//Saturday, November 20, 2004

// "You have been hit." "AARRRRRGAAAH!!"

Besides home, Youth is probably the one place where I know I can be myself and be safe and comfortable and all these wonderful things. Because I trust the people there. Of course, there was that stint at the end of summer when Youth wasn't very fun to go to, but that's another story altogether. But anyway, tonight's event was actually a bit disappointing. I'm not saying it was all bad, it just... wasn't what I had hoped it would be. The Ladner group came in and I talked to the normal ones, which was like, maybe four people in total. The rest of the time was a lot of waiting around and it was just way too crowded. Way. And by the time we finished at Planet Lazer and got back to the church, it was 11:15 PM, which is much too late to head out to McDonald's again. I know this sounds weird, but I was looking forward to it. No, not the greasy burgers and over-salted fries, but McDonald's is where all the inside jokes get started. It's almost always a guaranteed good time at McDonald's where everyone grabs some grub and has a laugh. Oh well. I had myself too psyched up for tonight's Youth event, I think.

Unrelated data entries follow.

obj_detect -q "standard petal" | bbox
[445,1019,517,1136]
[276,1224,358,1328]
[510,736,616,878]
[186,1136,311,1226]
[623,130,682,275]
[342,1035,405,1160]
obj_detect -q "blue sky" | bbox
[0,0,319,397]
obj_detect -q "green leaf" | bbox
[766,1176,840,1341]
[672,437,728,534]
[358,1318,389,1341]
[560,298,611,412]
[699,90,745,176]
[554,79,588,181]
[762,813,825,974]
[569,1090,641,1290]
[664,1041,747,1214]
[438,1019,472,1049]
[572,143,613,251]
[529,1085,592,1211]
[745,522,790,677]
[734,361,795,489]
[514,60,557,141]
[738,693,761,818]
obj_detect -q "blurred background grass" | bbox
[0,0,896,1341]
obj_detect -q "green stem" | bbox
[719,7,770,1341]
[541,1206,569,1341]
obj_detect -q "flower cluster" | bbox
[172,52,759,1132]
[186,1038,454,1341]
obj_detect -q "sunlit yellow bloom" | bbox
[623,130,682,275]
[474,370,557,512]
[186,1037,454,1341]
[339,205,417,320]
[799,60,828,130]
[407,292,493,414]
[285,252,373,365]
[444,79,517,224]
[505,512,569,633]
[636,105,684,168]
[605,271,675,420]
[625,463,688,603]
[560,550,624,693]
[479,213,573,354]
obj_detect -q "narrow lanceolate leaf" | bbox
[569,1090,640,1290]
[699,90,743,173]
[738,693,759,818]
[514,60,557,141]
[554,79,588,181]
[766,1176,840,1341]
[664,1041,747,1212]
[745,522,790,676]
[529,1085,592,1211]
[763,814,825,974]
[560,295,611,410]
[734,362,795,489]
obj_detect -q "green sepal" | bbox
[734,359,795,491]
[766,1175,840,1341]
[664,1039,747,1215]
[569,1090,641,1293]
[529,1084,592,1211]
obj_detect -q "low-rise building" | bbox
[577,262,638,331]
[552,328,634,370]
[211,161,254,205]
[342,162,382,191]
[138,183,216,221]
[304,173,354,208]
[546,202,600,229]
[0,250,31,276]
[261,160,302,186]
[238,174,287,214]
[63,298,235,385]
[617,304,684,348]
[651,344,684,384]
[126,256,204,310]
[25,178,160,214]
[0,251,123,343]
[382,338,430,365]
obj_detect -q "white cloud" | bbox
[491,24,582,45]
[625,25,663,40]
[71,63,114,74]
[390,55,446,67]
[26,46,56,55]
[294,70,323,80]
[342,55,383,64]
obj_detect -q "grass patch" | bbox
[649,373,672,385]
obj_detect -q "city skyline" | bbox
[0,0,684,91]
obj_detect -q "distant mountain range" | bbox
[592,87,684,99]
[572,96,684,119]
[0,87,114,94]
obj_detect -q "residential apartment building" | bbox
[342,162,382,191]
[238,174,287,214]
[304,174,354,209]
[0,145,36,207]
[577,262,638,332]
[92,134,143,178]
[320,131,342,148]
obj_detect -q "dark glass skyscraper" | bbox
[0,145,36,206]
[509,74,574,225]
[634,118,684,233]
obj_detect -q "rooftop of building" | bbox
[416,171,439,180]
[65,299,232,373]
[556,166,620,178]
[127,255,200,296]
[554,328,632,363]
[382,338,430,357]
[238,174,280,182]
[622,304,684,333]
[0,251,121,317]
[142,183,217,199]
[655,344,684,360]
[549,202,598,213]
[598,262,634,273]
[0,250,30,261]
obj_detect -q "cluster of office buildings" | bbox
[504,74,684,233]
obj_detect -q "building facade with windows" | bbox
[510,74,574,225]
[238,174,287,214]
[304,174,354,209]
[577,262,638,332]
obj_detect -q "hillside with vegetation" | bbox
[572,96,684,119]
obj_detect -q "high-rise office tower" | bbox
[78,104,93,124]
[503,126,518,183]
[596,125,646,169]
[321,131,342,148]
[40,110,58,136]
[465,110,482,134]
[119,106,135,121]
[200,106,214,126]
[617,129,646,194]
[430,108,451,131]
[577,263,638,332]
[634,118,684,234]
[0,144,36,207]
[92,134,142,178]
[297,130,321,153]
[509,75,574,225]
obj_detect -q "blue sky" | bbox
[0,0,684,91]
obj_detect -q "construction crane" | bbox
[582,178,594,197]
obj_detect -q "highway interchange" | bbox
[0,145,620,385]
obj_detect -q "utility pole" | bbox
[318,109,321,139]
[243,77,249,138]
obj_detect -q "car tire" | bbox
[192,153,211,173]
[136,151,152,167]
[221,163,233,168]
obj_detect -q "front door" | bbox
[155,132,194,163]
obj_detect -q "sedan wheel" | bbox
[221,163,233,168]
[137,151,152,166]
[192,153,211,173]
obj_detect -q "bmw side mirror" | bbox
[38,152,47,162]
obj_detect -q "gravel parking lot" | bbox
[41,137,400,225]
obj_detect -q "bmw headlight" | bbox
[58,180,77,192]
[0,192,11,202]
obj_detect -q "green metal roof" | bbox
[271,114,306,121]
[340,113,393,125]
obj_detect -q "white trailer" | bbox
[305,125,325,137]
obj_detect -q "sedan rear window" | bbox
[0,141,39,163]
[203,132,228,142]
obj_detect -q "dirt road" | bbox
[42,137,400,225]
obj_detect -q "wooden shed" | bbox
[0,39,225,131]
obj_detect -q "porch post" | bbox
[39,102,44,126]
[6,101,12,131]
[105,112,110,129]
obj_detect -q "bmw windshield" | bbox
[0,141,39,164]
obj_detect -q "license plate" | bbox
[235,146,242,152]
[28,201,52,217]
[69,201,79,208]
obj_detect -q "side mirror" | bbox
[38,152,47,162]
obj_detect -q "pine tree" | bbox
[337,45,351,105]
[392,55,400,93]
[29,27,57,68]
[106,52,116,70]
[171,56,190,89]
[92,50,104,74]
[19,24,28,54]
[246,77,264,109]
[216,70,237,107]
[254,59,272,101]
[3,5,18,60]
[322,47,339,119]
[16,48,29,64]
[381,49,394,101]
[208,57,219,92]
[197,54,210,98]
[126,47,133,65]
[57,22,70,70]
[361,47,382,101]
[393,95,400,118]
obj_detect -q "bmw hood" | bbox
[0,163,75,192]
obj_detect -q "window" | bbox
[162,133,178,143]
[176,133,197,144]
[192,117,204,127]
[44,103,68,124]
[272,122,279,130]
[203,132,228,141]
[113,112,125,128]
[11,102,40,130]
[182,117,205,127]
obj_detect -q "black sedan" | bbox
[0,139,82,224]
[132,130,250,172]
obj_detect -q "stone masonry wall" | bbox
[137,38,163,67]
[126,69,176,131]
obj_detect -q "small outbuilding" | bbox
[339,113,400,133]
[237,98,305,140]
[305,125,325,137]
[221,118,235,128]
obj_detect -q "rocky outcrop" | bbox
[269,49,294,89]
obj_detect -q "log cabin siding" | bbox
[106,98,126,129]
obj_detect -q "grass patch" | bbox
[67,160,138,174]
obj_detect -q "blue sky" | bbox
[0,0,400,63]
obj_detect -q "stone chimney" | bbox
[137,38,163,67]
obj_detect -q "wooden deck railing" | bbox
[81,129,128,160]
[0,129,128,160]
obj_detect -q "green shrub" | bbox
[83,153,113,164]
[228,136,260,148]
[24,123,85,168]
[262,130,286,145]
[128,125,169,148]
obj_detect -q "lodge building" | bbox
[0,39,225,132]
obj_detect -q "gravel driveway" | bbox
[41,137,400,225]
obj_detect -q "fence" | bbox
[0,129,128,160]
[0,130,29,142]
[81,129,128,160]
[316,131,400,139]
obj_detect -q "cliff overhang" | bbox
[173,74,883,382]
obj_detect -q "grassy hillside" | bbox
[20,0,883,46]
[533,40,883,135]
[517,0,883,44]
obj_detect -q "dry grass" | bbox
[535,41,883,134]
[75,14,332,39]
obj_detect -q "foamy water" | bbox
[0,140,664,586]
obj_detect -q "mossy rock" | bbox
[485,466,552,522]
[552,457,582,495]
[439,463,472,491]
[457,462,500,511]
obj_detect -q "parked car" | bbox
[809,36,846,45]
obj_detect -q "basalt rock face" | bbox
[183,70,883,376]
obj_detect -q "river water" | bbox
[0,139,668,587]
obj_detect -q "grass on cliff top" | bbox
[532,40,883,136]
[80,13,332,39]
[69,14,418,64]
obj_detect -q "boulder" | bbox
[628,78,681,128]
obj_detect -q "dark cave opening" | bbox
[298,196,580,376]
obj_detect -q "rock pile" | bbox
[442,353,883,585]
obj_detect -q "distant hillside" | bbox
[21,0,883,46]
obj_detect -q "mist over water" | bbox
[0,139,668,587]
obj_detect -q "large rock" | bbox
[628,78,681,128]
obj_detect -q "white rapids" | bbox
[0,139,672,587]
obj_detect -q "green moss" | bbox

I'm leading worship on Sunday and I'm so scared. I've never been a singer (not in public, anyway) and so I'm worried I'll wreck the songs or something. Or I'm scared that I'll mess up at some completely peaceful point and make things all awkward. Or if I lead the bad into a wall. Ouch. But I'm trying to prepare myself for it. I don't know how, but I will.

It's quite late. And there's a lot of stuff I must get done tomorrow. ARG! I need to make a list. 'Till then.